— А лихтикн ун фрейлихн Пейсах[28], — не переставал улыбаться Гедрайтис и в доказательство дружелюбия и доброго расположения духа выпятил грудь. — На первое застолье… Как там оно у вас называется? Совсем вылетело из головы…
— Первый седер.
— На первый седер я не смею напрашиваться. А вот на ваши мацовые галки завтра всё-таки, если позволите, нагряну. Ведь у каждого литовца должен быть свой еврей, а у каждого еврея — свой литовец. Я счастливчик: у меня не один еврей, а двое — Шимон Дудак и ваш Довид. Захаживаю на Пасху полакомиться к обоим.
— Милости просим, — без особого восторга прогудела бабушка, приберегая очередную улыбку для другого, более достойного знакомца.
Этот служака Гедрайтис не вредный человек. Что правда, то правда. Но полицейские, как и клопы, не самые желанные гости в еврейском доме.
— Люблю мацовые галки! — повторил благодушный Гедрайтис. — А помнишь, Роха, когда я у вас в доме впервые их попробовал? Тогда я ещё не служил в полиции. Работал у Мендельсона на лесопилке. И вы с Довидом были такие молодые…
— Помню. Мы тогда на лесопилку за досками ездили, новый пол в доме стелили.
— Я ещё у Довида, помнишь, спросил за столом, много ли в ней, в этой маце, нашей христианской крови. Твой муженёк не растерялся и ответил: «Немного». А я ему: «Раз, Довид, немного, давай!» Хохот стоял громовой! Я никогда в жизни так не смеялся. С тех пор немало воды в Вилии утекло… А как подумаешь, сколько за эти годы я у вас и у вашего свата Шимона мацы съел! Может, полпуда, а может, и больше. — Гедрайтис крякнул, тронул пальцами козырек, и мы с ним расстались.
— Бабушка, бабушка, — теребил я её выходное ситцевое платье. — Далеко ещё?
— До чего, золотко? — спросила бабушка, как бы очнувшись.
— Ну, до этого… до синагоги, где живёт наш Готеню.

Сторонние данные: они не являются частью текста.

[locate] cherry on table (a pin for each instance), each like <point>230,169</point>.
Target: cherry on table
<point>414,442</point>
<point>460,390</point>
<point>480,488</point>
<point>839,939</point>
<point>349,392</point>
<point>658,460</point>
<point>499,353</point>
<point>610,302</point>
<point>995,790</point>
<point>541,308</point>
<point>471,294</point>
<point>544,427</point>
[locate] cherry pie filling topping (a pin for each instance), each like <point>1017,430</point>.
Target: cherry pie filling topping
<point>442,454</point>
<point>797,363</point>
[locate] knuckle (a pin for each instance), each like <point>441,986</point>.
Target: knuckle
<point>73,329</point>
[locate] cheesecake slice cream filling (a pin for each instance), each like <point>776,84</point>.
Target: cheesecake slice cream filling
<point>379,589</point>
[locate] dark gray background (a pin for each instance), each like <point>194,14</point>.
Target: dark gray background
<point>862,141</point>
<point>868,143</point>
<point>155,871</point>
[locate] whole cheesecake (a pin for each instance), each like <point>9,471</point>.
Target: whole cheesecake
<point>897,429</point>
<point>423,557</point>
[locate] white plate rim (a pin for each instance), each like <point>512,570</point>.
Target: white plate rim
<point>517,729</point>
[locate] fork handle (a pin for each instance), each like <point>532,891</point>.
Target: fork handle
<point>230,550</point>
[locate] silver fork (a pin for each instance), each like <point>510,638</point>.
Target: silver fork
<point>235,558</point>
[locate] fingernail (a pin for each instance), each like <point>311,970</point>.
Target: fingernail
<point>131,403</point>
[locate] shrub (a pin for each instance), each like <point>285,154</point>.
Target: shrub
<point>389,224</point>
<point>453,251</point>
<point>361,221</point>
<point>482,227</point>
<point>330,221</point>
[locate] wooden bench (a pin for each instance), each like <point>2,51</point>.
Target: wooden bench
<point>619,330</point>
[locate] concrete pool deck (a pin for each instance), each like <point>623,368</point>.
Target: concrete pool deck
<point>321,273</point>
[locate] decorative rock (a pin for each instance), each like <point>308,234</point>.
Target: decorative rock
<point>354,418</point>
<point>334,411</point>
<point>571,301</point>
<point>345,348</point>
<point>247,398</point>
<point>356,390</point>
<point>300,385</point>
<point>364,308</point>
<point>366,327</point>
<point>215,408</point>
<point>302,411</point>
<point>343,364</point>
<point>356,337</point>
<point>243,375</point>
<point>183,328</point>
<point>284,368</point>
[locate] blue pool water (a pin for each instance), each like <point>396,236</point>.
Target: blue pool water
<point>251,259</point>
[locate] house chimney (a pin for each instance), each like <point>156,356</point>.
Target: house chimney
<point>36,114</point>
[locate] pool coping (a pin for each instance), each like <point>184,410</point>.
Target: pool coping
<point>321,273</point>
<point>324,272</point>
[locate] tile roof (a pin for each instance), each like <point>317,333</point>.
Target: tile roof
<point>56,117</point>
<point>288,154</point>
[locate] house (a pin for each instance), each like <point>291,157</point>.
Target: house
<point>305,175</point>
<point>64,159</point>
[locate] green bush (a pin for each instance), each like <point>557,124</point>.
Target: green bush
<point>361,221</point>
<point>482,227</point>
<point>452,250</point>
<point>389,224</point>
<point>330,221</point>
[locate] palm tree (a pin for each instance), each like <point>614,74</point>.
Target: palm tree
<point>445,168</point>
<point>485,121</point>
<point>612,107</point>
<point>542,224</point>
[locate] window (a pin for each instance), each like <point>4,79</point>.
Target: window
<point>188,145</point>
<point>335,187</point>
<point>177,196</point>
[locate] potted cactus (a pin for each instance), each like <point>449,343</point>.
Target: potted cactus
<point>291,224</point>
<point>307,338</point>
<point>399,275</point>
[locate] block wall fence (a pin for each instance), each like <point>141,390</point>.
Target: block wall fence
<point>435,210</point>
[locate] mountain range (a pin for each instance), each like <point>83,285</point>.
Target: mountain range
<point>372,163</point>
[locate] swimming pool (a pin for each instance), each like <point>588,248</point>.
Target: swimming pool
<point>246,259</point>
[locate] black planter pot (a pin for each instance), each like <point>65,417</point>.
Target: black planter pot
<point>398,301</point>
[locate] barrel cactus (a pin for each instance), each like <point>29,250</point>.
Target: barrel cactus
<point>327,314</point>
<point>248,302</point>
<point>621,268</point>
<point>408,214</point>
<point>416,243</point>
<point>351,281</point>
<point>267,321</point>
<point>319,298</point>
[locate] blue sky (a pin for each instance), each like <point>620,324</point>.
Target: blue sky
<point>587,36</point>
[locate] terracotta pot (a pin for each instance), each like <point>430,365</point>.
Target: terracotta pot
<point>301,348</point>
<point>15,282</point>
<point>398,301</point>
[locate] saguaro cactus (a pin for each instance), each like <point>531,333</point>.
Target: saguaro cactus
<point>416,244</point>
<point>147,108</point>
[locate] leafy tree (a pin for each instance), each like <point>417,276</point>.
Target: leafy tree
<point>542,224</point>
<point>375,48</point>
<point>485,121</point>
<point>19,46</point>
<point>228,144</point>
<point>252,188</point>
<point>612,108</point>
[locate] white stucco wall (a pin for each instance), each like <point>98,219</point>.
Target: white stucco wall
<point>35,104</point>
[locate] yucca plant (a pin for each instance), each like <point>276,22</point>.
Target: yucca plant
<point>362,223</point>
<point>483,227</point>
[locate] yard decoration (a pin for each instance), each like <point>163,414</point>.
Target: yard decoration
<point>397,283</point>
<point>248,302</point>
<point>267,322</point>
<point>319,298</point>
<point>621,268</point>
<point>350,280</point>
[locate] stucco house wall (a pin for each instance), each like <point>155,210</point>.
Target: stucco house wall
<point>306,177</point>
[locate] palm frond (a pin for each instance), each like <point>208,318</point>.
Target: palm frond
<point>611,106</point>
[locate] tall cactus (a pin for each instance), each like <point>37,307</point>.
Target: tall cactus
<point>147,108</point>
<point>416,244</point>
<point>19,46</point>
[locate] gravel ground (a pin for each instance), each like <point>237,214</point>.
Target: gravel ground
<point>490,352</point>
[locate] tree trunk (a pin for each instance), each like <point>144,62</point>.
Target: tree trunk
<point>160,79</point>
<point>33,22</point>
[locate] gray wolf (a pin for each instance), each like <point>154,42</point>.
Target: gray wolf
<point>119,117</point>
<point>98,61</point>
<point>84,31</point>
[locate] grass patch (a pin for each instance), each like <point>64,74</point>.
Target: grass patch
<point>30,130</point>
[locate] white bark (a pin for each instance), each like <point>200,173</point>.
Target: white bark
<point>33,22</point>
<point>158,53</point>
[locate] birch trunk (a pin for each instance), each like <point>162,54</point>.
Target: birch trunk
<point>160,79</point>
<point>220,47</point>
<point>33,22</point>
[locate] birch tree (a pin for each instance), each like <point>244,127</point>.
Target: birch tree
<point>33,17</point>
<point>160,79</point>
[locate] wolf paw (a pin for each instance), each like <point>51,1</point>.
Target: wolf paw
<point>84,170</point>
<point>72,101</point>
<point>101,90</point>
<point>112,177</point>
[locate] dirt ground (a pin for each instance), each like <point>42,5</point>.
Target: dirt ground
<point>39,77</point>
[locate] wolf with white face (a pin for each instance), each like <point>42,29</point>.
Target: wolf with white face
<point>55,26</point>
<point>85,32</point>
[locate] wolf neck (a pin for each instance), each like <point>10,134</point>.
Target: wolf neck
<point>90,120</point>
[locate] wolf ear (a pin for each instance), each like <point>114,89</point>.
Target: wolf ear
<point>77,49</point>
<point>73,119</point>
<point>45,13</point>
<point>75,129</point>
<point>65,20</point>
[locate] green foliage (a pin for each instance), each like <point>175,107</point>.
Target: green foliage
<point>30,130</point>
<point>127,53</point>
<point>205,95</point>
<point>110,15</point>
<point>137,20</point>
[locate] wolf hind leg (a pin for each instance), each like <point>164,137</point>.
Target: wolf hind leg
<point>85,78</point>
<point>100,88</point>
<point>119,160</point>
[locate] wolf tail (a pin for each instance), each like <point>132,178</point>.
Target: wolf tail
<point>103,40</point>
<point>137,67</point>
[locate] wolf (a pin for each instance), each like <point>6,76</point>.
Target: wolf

— Недалеко, Гиршеле, — сказала она, озираясь по сторонам — может быть, поблизости окажется ещё парочка знакомых, с которыми можно было бы поболтать на свежем воздухе. Это же вовсе не грешно, когда целыми днями сидишь дома, будто приговорённая к вечной каторге, и слушаешь, как твой благоверный сапожничьим молотком без устали долбит не деревянную колоду, а голову жены, и как противно жужжат назойливые мухи.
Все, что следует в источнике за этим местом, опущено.